На его память был январь, когда между ними зародилась традиция собираться совместно раз в год семьями, и проводить дружеские вечера. Так Нурлан познакомился с родителями своих товарищей и своей девушки, оставаясь приятно удовлетворенным их всеобщей трепетности к мелким традициям, вроде этой. Идею подкинула Ксюша и казалась она сперва бредовой и явно неуютной, кто будет себя вести по-настоящему в присутствие взрослых людей? Вышло все в четкости наоборот. На этот день мир явно обрезал Нурлана от его синеглазого мира, позволяя ощущать нескончаемую энергию, радость и настоящее спокойствие. Он ощущал понятие семьи как никогда острее, и ловил себя на мысли, что это то, что так сильно не хватало Леше. Может он был среди его семьи как почетный ее член, но совершенно точно не имел своей. Семья в его понятии было чем-то черным смолистым, заместо светлого пурпура. Пудра в воздухе душила Нурлана вдвое, когда он глядел на Лилю, и точно знал, что любовь его душит, любовь к ней, любовь к друзьям, любовь к своим родным. В их состав Лёша не входил, отчаянно уступая всей этой пудре. Но как только январский ясный день кончался, он вновь глядел на Лилю, и пудра неестественно развесилась, на ее месте снова синеглазый мир. Пудра ему не нужна, чтобы Лешу любить. Отчего он путался — какое настоящее чувство его огородило от пудры? Или наоборот? Он ждал, и ждет январь только ради дня, в котором он рад, и окрылен. Чтобы снова ждать новый, когда этот день пройдет. И только в январь, и только раз в год, в остальное время не выходило.

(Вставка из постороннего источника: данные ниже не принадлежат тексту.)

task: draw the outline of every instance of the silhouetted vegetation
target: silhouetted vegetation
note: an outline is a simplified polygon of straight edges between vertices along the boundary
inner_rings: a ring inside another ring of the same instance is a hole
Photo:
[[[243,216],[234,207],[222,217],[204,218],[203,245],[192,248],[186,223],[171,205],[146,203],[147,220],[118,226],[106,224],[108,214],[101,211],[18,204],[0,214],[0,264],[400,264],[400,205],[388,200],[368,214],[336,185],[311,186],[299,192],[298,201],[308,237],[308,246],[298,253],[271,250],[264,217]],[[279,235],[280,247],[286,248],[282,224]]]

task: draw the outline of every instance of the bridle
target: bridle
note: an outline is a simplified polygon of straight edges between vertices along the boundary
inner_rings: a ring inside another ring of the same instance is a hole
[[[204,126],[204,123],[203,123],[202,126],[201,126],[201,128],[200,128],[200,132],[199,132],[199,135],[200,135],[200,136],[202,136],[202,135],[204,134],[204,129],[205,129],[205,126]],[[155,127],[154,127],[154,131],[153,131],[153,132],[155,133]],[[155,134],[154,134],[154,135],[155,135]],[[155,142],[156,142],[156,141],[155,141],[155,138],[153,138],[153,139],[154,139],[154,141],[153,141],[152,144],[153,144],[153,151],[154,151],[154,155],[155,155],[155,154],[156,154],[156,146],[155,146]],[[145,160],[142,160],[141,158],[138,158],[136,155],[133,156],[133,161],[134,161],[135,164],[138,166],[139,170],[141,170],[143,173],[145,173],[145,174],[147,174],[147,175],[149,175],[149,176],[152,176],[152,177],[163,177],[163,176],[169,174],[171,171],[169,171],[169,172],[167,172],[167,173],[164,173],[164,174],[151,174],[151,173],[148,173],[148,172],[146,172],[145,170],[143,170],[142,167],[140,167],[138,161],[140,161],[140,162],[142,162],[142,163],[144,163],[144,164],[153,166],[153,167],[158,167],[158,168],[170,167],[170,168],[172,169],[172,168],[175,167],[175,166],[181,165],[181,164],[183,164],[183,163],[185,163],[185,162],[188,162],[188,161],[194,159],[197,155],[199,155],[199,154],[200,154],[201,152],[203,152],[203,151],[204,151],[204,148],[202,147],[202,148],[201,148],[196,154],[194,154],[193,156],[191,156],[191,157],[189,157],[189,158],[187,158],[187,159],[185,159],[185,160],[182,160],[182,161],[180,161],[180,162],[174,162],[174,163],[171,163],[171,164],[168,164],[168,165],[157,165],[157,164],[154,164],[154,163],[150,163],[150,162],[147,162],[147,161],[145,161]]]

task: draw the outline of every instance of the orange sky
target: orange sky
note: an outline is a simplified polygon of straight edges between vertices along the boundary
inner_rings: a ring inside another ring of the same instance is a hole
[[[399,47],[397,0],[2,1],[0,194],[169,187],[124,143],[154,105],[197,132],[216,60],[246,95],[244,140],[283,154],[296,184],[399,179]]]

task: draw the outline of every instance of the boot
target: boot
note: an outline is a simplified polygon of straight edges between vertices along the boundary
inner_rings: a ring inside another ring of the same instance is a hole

И так это было одиннадцатое января, после дня рождения Руса и между тремя днями годовщины его мамы и дяди Бори. В каждое одиннадцатое января, они собираются за одним круглым столом у одного из гостей его товарищей. Толкуют байки, смеются над старческими анекдотами, и рассуждают над будущем с иронией. Между всеми семействами он встречал молодые усмешки в лицах возрастных родителей, не узнавая самого себя как главного героя среди собственных историй, запредельно смешно рассказанных. Его мама хохотала, дядя Боря жал руку, Лиля клепала глазками и заливалась с его друзьями до неприличия громко. Он нуждался в любви своих родных, и ощущал эту любовь только одиннадцатого января.
— Так мы и спугнули того кота, — тот самый кот Барсик, бесхозных кот его старого двора.
— От же ж этот котяра! Ты этого блохастого домой хотел притащить! — мама его.
— А я и притащу! — ребята и остальные родители хихикают, шел час, другой.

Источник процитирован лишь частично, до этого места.